Lo sbarramento della polizia ha spezzato la manifestazione in due cortei. Davanti il primo segmento con la triplice alleanza sindacale (a cui il neosegretario Cgil Landini ha lanciato dalle colonne de la Repubblica l’amo dell’unificazione), con al seguito tutta la famiglia delle istituzioni e dei partiti…quasi che il 1° maggio fosse un appuntamento istituzionale al pari di un 2 giugno. Un blocco, piccolo nei numeri, con dentro “cani e porci”, segnaliamo tra gli altri tal Agostino Ghiglia, già noto picchiatore fascista dei tempi andati ora dirigente Fratello d’Italia, Roberto Rosso anch’egli candidato FdI alle elezioni prossime (ora possono partecipare al corteo del 1° maggio perché “non è più una festa comunista”), Alberto Cirio candidato del centro-destra alle elezioni regionali del Piemonte, figuri incappati nella rete di Mani Pulite, Sitav di vario orientamento politico. Un corteo questo, silenzioso, stanco, impegnato a eseguire un rituale di cui è andato perso il significato originale. Dietro, separato dai cordoni della polizia, quasi a voler evitare il contagio, un altro corteo, affollato, multiforme e variegato come età e ragioni che si vogliono rappresentare composto dalle varie realtà dell’opposizione sociale con una forte presenza del movimento Notav. A separare i due cortei non solo la polizia, ma anche una diversità e lontananza di linguaggi, di proiezioni sul futuro, di legami con la tradizione delle lotte degli oppressi.

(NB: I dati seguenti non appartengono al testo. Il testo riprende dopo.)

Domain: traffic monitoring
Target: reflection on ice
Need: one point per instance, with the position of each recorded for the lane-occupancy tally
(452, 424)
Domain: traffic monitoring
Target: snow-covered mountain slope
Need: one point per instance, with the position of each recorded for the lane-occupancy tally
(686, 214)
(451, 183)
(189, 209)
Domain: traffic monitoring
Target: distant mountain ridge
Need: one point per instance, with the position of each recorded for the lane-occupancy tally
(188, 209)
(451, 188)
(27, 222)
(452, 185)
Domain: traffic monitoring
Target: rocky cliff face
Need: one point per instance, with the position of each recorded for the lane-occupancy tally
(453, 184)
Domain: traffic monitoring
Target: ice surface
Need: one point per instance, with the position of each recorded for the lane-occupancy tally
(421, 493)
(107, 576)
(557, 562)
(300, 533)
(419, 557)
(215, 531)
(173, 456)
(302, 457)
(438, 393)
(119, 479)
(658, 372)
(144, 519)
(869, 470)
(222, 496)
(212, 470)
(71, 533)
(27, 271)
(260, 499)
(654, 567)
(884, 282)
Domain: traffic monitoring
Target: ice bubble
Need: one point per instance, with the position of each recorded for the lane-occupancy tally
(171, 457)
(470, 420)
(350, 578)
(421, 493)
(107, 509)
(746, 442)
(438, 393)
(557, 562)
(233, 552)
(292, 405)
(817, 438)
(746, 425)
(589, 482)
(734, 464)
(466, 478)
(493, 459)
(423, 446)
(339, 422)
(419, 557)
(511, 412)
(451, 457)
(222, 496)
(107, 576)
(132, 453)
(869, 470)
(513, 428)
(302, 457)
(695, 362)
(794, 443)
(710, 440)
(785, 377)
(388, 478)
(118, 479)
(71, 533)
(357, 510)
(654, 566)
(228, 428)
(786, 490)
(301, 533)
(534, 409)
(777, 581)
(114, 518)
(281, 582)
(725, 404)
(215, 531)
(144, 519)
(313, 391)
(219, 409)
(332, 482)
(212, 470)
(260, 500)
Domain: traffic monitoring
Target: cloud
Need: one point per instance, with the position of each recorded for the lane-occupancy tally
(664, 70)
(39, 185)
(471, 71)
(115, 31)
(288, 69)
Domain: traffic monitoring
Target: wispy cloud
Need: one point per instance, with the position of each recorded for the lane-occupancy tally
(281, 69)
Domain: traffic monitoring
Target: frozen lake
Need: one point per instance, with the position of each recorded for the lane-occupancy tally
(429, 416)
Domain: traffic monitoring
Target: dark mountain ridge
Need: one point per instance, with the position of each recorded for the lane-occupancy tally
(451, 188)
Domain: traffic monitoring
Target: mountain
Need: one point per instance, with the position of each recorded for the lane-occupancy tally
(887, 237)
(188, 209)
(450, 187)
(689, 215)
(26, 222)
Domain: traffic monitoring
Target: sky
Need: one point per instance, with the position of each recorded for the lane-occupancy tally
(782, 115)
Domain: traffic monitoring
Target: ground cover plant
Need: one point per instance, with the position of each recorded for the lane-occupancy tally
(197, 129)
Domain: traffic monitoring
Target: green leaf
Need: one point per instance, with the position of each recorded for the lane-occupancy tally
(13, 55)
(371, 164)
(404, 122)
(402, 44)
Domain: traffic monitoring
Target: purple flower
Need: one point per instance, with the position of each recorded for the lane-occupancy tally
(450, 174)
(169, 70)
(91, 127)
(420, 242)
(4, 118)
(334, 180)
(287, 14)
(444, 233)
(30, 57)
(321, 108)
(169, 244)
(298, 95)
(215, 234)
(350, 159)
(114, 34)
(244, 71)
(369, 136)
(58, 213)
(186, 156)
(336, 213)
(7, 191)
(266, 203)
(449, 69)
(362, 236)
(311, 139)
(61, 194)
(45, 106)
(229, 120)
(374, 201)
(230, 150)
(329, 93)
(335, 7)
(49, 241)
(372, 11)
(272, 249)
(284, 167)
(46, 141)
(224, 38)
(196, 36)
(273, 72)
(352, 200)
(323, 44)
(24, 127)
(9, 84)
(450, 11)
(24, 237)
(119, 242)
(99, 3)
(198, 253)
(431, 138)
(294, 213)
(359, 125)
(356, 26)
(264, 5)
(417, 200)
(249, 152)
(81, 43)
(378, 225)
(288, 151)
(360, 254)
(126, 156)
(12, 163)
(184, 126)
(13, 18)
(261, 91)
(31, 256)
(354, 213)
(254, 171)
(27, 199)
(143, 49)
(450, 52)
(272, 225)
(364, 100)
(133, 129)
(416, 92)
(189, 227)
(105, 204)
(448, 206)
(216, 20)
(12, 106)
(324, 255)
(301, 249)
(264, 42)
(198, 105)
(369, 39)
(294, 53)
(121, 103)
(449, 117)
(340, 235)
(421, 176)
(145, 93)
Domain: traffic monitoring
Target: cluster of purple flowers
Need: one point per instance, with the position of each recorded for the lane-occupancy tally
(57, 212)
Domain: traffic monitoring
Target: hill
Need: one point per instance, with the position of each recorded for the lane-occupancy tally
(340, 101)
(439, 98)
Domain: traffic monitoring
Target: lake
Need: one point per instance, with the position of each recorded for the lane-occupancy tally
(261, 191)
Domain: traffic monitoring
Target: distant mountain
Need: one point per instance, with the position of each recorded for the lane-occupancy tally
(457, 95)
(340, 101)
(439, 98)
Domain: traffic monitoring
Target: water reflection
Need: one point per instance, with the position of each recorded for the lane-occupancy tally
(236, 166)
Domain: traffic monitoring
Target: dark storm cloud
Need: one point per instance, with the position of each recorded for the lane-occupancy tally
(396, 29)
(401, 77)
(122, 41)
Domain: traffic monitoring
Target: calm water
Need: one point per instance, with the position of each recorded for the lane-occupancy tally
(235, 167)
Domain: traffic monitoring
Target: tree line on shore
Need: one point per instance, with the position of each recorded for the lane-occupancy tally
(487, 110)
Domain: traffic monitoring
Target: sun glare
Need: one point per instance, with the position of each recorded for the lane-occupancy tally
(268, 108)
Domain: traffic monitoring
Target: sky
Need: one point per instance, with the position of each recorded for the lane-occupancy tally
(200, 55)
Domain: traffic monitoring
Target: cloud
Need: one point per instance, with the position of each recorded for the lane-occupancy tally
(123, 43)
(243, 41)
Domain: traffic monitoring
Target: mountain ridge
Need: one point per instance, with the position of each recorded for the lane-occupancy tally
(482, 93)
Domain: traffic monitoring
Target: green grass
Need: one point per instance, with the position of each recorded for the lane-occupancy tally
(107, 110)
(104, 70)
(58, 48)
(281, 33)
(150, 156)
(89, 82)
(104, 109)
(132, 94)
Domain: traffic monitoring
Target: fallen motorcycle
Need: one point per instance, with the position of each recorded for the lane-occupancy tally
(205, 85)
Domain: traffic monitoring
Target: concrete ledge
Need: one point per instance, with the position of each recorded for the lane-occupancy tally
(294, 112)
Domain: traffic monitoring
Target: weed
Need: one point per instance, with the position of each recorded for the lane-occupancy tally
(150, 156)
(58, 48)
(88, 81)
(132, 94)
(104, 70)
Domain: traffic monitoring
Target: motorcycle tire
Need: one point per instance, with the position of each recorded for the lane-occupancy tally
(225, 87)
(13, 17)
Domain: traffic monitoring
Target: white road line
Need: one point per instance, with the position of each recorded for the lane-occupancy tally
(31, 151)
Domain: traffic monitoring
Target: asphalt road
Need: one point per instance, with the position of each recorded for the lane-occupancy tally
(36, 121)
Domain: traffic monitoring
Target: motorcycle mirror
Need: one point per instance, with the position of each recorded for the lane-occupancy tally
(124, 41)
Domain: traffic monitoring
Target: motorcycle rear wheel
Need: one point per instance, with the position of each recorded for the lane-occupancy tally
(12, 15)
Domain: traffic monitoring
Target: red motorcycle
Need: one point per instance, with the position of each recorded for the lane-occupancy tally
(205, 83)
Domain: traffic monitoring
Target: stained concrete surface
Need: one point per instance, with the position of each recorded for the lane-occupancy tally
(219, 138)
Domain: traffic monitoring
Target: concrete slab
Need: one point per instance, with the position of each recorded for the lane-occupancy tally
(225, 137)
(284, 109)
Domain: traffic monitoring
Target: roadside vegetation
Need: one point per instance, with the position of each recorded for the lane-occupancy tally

I giornali hanno raccontato, naturalmente a modo loro, la cronaca del corteo bloccato dalla polizia a pochi metri dalla piazza del comizio finale, con le cinghiate, le manganellate testimoniate anche dai video che circolano sul web. Lo scopo era quello di impedire che l’opposizione entrasse in piazza San Carlo quando i comizi non erano ancora terminati. Si trattava di impedire il manifestarsi delle sicure contestazioni a un ceto politico-sindacale responsabile del deterioramento delle nostre condizioni di vita. Un compito eseguito al prezzo, non indifferente, di limitare il diritto a manifestare.

Dal Comune a guida pentastellata è stata avanzata la proposta di una manifestazione alternativa per il futuro. Una proposta che va rimandata al mittente senza alcun dubbio. Nostro compito è quello di recuperare pienamente il valore politico e conflittuale del Primo Maggio e riconsegnarlo nelle mani dei legittimi proprietari: i soggetti che aspirano a uscire dalle moderne servitù, ad un salario dignitoso, alla liberazione dal bisogno.

Nodo di Torino della Redazione Lotta Continua.